26 September 2012

Resilence: USAID Keeps the Eye on the Prize

Resiliency emerged as the goal and buzz word during the response to the drought and famine in the Horn of Africa last year. NGOs and governments included resilience in the humanitarian response to signal a shift from emergency relief to building and supporting structures that will ensure that drought-prone areas will be better equipped to handle climate shocks.

A side-event at the UN General Assembly brought together actors like USAID, the Rockefeller Foundation and the World Food Programme to maintain efforts to build resilience in places like the Horn of Africa and the Sahel. “We used to think of this as linear action and now we need to all start at the same time. We need to build the agency of the people and the institutions have to be much better when risks materialize,” said Rebecca Grynspan, Associate Administrator for UNDP.

The event builds on the April launch of the Global Alliance for Action for Drought Resilience and Growth. Donors committed $4 billion towards resilience efforts in the Horn of Africa at the event. “We will reach one million vulnerable households and ensure that they can withstand climate shocks without food aid and humanitarian assistance,” explained USAID Administrator Shah in an interview.

For Shah, resilience is a word of action. “There has been so much talk, but so little progress on the ground,” he explained. “It is just inaccurate to pretend every year that these chronically vulnerable communities need late-in-the-game humanitarian aid. We know we can predict where needs will be in the future. We know we can invest in effective and far lower cost resilient strategies that allow for more agriculture production in dry land communities and thereby avoid the need for humanitarian assistance.”

A report by the NGO Mercy Corps found that supporting peace in southern Ethiopia contributed to resilience building. They determined that their Strengthening Institutions for Peace and Development program allowed pastoralists the greater ability to move freely and access vital resources by alleviating conflict in the region.
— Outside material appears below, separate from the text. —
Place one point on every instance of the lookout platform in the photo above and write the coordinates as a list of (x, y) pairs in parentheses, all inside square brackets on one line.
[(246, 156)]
USAID is making its most meaningful steps towards building resilience through the program Feed the Future. A part of it is to, like Mercy Corps, reduce conflict. The aim is rather simple: improve agricultural yields for subsistence farmers in vulnerable parts of the world. Interventions include improved fertilizers, drought resistant seeds, and increasing farmers’ access to markets.

The awareness efforts and new programs seem to be paying off. “Instead of spending another year wishing for improved coordination, we worked closely with African leaders and international development partners to establish a Global Alliance for Action in Nairobi to rally the world behind a commitment to building resilience in the Horn of Africa, where crisis continue to occur,” said Admin Shah at the event yesterday. “As a result, for the first time, Kenya and Ethiopia have real plans and new structures to help communities’ combat vulnerability to crisis. And we have already seen real policy changes.”